Agility Robotics targets public listing as CEO pegs home humanoids 10+ years out
Agility's $2.5B SPAC deal would make Digit the first pure-play humanoid stock, but Peggy Johnson says living rooms stay a decade away.

Agility Robotics is planning to go public through a merger with Churchill Capital Corp XI, a SPAC led by Michael Klein. The deal values the Salem, Oregon humanoid maker at about $2.5 billion and targets more than $620 million in gross proceeds, per TechCrunch's July 5 interview with CEO Peggy Johnson. The transaction still needs shareholder approval and SEC review and is expected to close later in 2026.
If it closes, Agility would be the first pure-play humanoid robotics company on US public markets. That matters for HomeBotRadar readers because it would also open one of the few audited financial windows in a category where most rivals keep unit counts and bill-of-materials private.
What Agility reported on Digit
Johnson declined to share forward financial guidance or Digit's bill of materials with TechCrunch. She did confirm the hardware profile the company has deployed in live facilities:
- Height: about 5 ft 9 in (175 cm)
- Weight: about 160 lb (73 kg)
- Task focus: moving heavy totes and cases in human-built warehouse aisles
- Hands: two thumbs and two fingers, tuned for plastic totes even when contents shift
- Legs: reverse-bend knees so Digit can reach floor to overhead shelving without hitting racking
On software, Johnson said Agility is LLM-agnostic, pulling models including Claude and Gemini for what she called the semantic layer: turning plain-language instructions into robot behavior. Engineers recently told Digit to "clean up this mess" after scattering mixed trash on a floor; the unit sorted and binned items correctly, including bubble wrap as non-recyclable. Johnson still framed balance, locomotion, and manipulation as Agility's core edge, built from more than a decade of real deployments rather than lab demos.
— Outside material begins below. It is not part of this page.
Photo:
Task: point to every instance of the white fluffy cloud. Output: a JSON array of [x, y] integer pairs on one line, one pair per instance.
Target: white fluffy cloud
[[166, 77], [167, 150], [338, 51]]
Commercial numbers vs home timeline
The pipeline Johnson described is industrial, not residential:
- $300 million+ in booked multi-year revenue tied to roughly 1,000 robots
- Robots-as-a-service monthly fees rather than outright purchase for many customers
- Named deployments with GXO Logistics, Amazon, Toyota Motor Manufacturing Canada, Schaeffler, and Mercado Libre
- A 70,000 sq ft manufacturing site in Salem to ramp production against that order book
Johnson told TechCrunch that every customer on Agility's list is already vetted and has deployment plans beyond proof-of-concept pilots. She also emphasized industrial safety certification across electrical systems, hardware, and software as a gulf between Agility and competitors that mostly show choreographed videos.
On homes, she was direct: expect 10-plus years before humanoids handle breakfast-in-bed chores. Warehouses and factories have fixed aisles and predictable workflows. Homes add pets, visitors, clutter, and objects in unpredictable places. Johnson compared the gap to autonomous driving: roads have more discipline than most spaces humanoids will enter.
Agility is not ruling out consumer use eventually. For now, the company says it is focused on unfilled physically demanding warehouse and factory roles, citing more than one million open US jobs in those categories.
Next hardware: Digit v5
Trade coverage ahead of the SPAC news points to a Digit v5 launch with specs Agility has previewed but not fully verified in our catalog workflow:
- Payload: up to 50 lb (22.7 kg), a stated 40% gain over v4
- Runtime: about 22 hours on a charge
- Reach: up to 7.2 ft (2.1 m)
- Safety: cooperative operation alongside humans without physical barriers, with NVIDIA IGX Thor and Halos in the v5 safety stack
The Robot Report also cites a $125,000 bill of materials for Digit v4 from Agility's CFO. That is enterprise pricing context, not a home MSRP.

What this means for HomeBotRadar
Digit is not joining the HomeBotRadar catalog. Agility builds a warehouse and factory humanoid sold or rented to enterprises. We track home and companion robots with buyer-facing specs and scores we can verify. Digit's public numbers are useful background for Figure 02, Unitree G1, and other humanoids we score, but they do not create a living-room SKU.
We are not updating any robot scores on this SPAC filing alone. Johnson's 10-plus-year home timeline aligns with analyst wave models that put consumer humanoids after 2030. The actionable signal for 2026 shoppers is the opposite lane: companions, pets, and desk bots you can order today, while industrial humanoids scale on monthly service contracts.
We will revisit readiness and reality on catalog humanoids when vendors publish verifiable home specs, consumer pricing, and ship windows, not when a warehouse-first maker files to go public.